Fig. 4: FICD’s TPR domain is essential for the recognition of ATP-bound unmodified BiP.

a The deAMPylation complex (coloured as in Fig. 1a with selected BiP interaction partners labelled) is aligned via its NBD (i) or SBDβ (ii) with an ADP-state BiP (PDB 7A4U; grey)⁷². Inset (i), a closeup view of FICD(TPR1)-BiP(NBD) contacts. (ii) the intermolecular β-sheet region of ℓ_7,8 (green) is shortened in BiP:ADP. Inset, disposition of Thr518 is highlighted (pink lines; hydrogen bonds). See Supplementary Movie 2 and Supplementary Fig. 6a. b FICD’s isolated TPR domain specifically binds the ATP-state of BiP. A representative BLI experiment demonstrating the ability of FICD(TPR) to engage immobilised BiP:ATP but not BiP:Apo.
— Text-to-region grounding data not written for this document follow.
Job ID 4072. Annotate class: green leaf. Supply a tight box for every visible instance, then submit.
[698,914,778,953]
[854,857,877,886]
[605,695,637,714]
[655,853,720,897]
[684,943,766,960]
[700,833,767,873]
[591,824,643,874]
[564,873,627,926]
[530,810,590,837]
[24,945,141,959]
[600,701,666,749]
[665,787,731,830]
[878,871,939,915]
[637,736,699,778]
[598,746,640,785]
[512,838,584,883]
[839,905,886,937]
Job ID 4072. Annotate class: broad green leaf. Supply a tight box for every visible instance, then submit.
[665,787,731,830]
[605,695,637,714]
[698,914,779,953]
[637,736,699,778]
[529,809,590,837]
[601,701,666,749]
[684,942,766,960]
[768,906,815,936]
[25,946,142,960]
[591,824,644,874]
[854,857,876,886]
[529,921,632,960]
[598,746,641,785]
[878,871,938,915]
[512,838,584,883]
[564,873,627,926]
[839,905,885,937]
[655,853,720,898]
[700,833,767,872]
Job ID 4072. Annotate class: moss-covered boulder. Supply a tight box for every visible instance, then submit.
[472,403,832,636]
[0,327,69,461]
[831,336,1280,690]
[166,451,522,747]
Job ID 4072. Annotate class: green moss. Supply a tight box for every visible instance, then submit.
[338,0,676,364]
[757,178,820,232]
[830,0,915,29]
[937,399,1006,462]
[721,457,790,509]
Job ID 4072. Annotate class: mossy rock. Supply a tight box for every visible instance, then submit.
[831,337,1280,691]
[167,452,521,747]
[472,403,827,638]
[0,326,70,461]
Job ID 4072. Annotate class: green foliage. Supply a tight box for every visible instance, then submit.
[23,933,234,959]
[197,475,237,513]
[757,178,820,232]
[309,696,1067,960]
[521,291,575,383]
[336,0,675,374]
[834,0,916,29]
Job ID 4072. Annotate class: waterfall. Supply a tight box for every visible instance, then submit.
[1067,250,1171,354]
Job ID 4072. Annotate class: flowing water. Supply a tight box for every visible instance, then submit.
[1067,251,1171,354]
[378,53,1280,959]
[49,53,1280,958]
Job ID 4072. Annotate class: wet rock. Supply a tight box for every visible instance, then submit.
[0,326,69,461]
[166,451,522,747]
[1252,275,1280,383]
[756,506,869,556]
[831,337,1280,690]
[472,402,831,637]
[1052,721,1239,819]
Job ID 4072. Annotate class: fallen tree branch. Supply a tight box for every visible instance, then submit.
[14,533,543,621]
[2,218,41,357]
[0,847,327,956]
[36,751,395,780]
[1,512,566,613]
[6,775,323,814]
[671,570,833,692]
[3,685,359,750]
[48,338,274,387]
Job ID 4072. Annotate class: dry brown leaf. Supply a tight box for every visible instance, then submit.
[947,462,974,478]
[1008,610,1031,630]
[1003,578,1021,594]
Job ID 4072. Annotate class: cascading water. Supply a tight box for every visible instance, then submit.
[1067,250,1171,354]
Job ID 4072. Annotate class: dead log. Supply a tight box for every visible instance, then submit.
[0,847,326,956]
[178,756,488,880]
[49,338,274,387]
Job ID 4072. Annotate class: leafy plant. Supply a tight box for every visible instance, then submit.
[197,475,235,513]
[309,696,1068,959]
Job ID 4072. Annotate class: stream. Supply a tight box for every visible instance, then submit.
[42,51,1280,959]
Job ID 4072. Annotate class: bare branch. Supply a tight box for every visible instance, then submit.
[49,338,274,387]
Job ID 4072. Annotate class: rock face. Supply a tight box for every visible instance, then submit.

A global fit analysis of a one-phase association–dissociation model (black dashed lines) is overlaid. Below are the resulting kinetic binding parameters (mean ± SD) of the interaction of FICD(TPR) and BiP:ATP, from n = 3 independent experiments. c Steady-state equilibrium binding response analysis of the representative TPR domain binding experiment shown in b. Results from the analyte dilution series from the three independent BiP:ATP binding experiments are represented by different symbols. The fit from a one site binding model is shown with 95% confidence bands (dashed black line and solid grey lines, respectively). The calculated K_D is also annotated (mean ± SD). The inset panel highlights the same data and fitting over the lower analyte concentration range. Note, the lack of detectable steady-state binding of the TPR domain to BiP:Apo. d Representative BLI analysis of TPR domain mutants of monomeric (i) and dimeric (ii) FICD binding to immobilised ATP-bound BiP, from n = 3 independent experiments. See Supplementary Fig. 6b. Source data are provided as a Source Data file.